Enumerating Dependent and Antecedent Services
Microsoft® Windows® 2000 Scripting Guide
Service management is complicated by service dependencies. For example, many Internet services - including the FTP Publishing Service, the World Wide Web Publishing Service, and the Simple Mail Transfer Protocol (SMTP) Service - are dependent upon the Internet Information Services (IIS) Admin Service. If the IIS Admin Service is not available, none of these dependent services can run.
Conversely, you cannot stop the IIS Admin Service without first stopping the dependent services. If this were allowed, stopping the IIS Admin Service would cause all its dependent services to fail because those services cannot run unless IIS Admin Service is also running. The IIS Admin Service is therefore antecedent to its dependent services.

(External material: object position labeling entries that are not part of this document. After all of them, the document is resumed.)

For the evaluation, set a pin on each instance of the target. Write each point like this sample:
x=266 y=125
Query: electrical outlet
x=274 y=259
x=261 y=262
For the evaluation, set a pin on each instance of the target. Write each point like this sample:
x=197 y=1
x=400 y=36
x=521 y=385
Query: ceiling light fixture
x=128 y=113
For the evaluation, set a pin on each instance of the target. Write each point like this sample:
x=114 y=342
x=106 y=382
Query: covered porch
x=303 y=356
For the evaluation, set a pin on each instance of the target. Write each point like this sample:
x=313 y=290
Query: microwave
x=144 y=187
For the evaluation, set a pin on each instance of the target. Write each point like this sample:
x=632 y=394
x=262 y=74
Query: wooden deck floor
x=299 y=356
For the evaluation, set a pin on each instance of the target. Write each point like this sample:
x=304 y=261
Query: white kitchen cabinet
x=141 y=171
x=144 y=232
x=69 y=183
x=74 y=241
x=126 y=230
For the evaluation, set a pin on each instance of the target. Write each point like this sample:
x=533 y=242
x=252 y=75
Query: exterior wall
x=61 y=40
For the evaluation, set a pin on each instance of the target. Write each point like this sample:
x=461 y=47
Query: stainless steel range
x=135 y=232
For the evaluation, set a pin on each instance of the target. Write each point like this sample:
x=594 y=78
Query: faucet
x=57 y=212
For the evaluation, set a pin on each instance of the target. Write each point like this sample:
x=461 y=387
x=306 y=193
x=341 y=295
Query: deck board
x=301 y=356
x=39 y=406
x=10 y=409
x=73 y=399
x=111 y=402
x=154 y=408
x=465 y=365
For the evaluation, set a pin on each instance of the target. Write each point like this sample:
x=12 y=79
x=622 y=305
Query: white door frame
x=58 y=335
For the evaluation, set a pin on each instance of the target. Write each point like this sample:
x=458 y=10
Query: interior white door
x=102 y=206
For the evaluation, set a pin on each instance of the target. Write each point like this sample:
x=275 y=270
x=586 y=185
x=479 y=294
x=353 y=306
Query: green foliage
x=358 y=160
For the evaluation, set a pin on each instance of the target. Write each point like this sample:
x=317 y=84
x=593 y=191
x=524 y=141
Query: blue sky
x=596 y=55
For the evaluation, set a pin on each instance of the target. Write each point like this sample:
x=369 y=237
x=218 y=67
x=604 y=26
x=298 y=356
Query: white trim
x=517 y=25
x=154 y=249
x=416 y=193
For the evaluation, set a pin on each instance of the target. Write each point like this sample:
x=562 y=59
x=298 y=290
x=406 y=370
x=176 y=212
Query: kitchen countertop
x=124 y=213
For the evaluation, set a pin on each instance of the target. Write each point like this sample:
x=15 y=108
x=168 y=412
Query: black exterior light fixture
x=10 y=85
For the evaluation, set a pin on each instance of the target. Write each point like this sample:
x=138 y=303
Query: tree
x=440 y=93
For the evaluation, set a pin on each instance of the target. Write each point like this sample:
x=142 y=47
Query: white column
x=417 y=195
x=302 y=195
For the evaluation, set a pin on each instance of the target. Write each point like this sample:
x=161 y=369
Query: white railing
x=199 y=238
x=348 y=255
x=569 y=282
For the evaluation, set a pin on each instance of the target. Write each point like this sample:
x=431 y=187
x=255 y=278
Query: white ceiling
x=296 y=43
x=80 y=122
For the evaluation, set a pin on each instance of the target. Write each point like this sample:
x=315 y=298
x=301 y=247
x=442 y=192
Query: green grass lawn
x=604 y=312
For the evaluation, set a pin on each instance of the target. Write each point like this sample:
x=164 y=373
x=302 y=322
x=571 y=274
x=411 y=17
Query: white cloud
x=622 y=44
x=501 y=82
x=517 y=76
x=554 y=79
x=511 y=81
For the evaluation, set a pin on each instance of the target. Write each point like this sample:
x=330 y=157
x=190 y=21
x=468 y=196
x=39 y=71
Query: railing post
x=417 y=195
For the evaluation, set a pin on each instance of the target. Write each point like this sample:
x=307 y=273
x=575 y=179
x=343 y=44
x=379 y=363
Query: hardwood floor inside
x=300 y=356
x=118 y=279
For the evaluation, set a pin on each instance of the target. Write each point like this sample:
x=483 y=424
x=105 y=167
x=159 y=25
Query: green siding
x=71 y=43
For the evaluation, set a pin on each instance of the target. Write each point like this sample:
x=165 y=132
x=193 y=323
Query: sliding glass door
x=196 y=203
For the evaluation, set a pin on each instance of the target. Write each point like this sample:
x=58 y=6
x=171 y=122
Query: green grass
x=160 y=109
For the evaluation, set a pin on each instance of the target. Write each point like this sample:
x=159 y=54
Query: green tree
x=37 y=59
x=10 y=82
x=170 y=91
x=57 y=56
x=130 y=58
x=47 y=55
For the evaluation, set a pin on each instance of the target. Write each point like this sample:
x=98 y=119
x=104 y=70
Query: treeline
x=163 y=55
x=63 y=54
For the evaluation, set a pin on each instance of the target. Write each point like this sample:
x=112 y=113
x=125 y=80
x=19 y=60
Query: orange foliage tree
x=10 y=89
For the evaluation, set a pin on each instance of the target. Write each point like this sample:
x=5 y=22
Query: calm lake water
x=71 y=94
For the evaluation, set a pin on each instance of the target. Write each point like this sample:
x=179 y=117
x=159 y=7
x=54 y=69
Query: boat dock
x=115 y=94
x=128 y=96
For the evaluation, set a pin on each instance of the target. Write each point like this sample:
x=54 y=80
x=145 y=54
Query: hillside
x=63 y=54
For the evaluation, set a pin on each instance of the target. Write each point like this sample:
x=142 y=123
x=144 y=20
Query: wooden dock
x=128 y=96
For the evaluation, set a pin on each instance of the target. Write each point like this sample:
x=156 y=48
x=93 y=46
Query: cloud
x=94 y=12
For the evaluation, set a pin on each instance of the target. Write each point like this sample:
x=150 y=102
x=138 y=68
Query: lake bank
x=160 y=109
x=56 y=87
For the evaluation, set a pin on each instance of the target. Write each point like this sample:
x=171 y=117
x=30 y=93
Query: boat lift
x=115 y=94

The relationship between the dependent and antecedent roles is as follows:
Antecedent. If Service X is antecedent to Service Y, Service X must be running before you can run Service Y.
Dependent. If Service X is dependent on Service Y, Service Y must be running before you can run Service X.
Figure 15.3 maps these service roles to the Dependencies property page found in the Services snap-in.
Figure 15.3 Dependent and Antecedent Roles
To determine service dependencies, you need a script that specifies the service to be enumerated and its role. The Win32_DependentService class provides a means to identify the particular role played by that service.
- Win32_DependentServices is an association class, a special type of class that specifies a relationship between two WMI objects. For more information about Association classes, see "WMI Scripting Primer" in this book.
For example, to list all the services that depend on the Remote Access Connection Manager, you need to create a script that:
Retrieves all services associated with the Remote Access Connection Manager.
Filters the list so it displays only those associated services for which the Remote Access Connection Manager is the antecedent.